Kein rundes Jubiläum, dafür einen «Schnapszahl»-Geburtstag darf die Beringer Brütsch Technology AG dieses Jahr feiern. Vor 55 Jahren gründete René Brütsch den damals kleinen Elektronikbetrieb an der Pfarrhofgasse in der Schaffhauser Altstadt. Bereits 1979 zügelte man mit zwölf Mitarbeitenden ins nahe Uhwiesen, wo das Unternehmen über 40 Jahre lang wuchs und gedieh. Dann 2021 – zum 50-jährigen Jubiläum – der bislang wohl gewichtigste Schritt für das KMU: der Umzug ins Beringer Industriegebiet. Dort sind heute Produktion, Konstruktion und Entwicklung unter einem Dach vereint.
Mittlerweile hat sich der Betrieb zu einem international tätigen Technologieunternehmen mit über 150 Mitarbeitenden gemausert, was sich seit vergangenem Jahr auch im Markenauftritt widerspiegelt: Statt Brütsch Elektronik AG lautet der Name offiziell Brütsch Technology AG, was die Weiterentwicklung zu einem globalen Player unterstreichen soll. Auch die Webseite und die E-Mail-Adressen heissen nun nicht mehr «Brel» (für Brütsch Elektronik), sondern «Brutsch» – ohne Umlaut. International eben.

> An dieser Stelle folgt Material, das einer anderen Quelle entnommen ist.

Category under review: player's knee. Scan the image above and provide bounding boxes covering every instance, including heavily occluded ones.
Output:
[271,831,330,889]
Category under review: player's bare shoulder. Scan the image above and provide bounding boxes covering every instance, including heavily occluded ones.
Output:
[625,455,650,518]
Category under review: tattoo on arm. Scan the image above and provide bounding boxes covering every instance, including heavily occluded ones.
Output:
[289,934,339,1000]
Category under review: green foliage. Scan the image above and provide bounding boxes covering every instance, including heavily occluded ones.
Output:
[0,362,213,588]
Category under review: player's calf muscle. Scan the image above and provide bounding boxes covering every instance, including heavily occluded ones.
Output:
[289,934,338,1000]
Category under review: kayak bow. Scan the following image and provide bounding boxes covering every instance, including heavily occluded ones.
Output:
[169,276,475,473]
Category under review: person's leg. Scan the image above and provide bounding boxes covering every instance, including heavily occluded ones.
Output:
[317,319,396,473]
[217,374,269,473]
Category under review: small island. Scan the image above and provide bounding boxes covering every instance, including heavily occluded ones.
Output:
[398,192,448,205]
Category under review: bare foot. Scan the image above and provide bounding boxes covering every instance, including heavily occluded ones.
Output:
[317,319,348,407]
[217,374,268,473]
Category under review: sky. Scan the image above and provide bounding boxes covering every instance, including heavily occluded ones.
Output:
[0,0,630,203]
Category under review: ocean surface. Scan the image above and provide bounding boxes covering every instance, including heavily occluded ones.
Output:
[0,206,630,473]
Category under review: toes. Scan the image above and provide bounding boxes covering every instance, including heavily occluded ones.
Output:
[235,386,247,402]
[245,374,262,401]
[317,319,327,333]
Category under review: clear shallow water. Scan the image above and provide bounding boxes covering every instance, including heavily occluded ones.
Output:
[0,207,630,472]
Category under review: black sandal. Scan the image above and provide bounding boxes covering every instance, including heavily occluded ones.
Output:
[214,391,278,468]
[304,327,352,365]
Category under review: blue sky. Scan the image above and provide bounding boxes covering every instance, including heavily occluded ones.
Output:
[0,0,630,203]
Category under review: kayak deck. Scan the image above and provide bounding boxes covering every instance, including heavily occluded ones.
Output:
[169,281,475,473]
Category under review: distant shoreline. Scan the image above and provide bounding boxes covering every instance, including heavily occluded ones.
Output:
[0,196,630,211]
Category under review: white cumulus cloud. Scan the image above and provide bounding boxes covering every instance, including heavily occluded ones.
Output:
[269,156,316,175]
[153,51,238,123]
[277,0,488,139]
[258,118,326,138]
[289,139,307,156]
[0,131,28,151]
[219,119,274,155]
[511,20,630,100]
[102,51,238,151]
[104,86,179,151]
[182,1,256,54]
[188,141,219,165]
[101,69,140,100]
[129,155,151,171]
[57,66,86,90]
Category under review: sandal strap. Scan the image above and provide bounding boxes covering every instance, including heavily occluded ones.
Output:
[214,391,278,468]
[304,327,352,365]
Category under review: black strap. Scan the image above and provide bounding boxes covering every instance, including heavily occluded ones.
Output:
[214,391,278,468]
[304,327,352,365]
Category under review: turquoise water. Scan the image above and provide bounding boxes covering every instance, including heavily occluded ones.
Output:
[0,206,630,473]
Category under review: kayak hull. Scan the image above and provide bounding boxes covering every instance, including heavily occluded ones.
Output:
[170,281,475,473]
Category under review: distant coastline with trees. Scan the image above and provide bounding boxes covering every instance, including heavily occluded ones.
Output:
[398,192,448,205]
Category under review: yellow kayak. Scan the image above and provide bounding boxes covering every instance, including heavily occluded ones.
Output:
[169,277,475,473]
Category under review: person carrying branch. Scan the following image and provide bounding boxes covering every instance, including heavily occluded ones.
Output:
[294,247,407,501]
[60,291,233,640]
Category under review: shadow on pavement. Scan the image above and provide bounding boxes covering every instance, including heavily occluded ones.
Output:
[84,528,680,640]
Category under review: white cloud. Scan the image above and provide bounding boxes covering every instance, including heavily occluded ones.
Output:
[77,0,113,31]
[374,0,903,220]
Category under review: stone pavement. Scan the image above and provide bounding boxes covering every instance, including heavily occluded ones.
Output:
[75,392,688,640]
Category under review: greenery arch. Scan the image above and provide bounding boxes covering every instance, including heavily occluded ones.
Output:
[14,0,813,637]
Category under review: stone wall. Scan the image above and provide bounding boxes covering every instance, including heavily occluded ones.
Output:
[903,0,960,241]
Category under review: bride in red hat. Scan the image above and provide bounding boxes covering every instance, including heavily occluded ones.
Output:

Gute Balance als Erfolgsrezept
Brütsch ist einerseits in der Medizintechnik (etwa im Bereich der Videoendoskopie), andererseits in der industriellen Automation tätig. Das Unternehmen entwickelt und produziert komplexe mechatronische Systeme. «Unser Anspruch ist es, technologische Kompetenz mit hoher Qualität zu verbinden», lässt sich CEO Oliver Brütsch in der Medienmitteilung zitieren. Man habe in der 55-jährigen Firmengeschichte stets die Balance zwischen Kontinuität und Veränderungsbereitschaft finden können.
«Mit dem Neubau konnten wir optimale Bedingungen schaffen.»
Für die Zukunft plant das Unternehmen, den Standort Beringen zu stärken und weiterhin zu wachsen. «Mit dem Neubau konnten wir optimale Bedingungen für unsere Mitarbeitenden schaffen», sagt Brütsch auf Anfrage und hebt insbesondere die kurzen Wege, die moderne Infrastruktur sowie das nachhaltige Holz-Hybridkonzept hervor. Die Strategie, auf qualifizierte Fachkräfte aus der Region zu setzen, bleibe bestehen. «Die Kombination aus eigener Entwicklungskompetenz und neuen Produktplattformen schafft die Basis für weiteres Wachstum – und für zusätzliche Wertschöpfung in der Region», so Brütsch.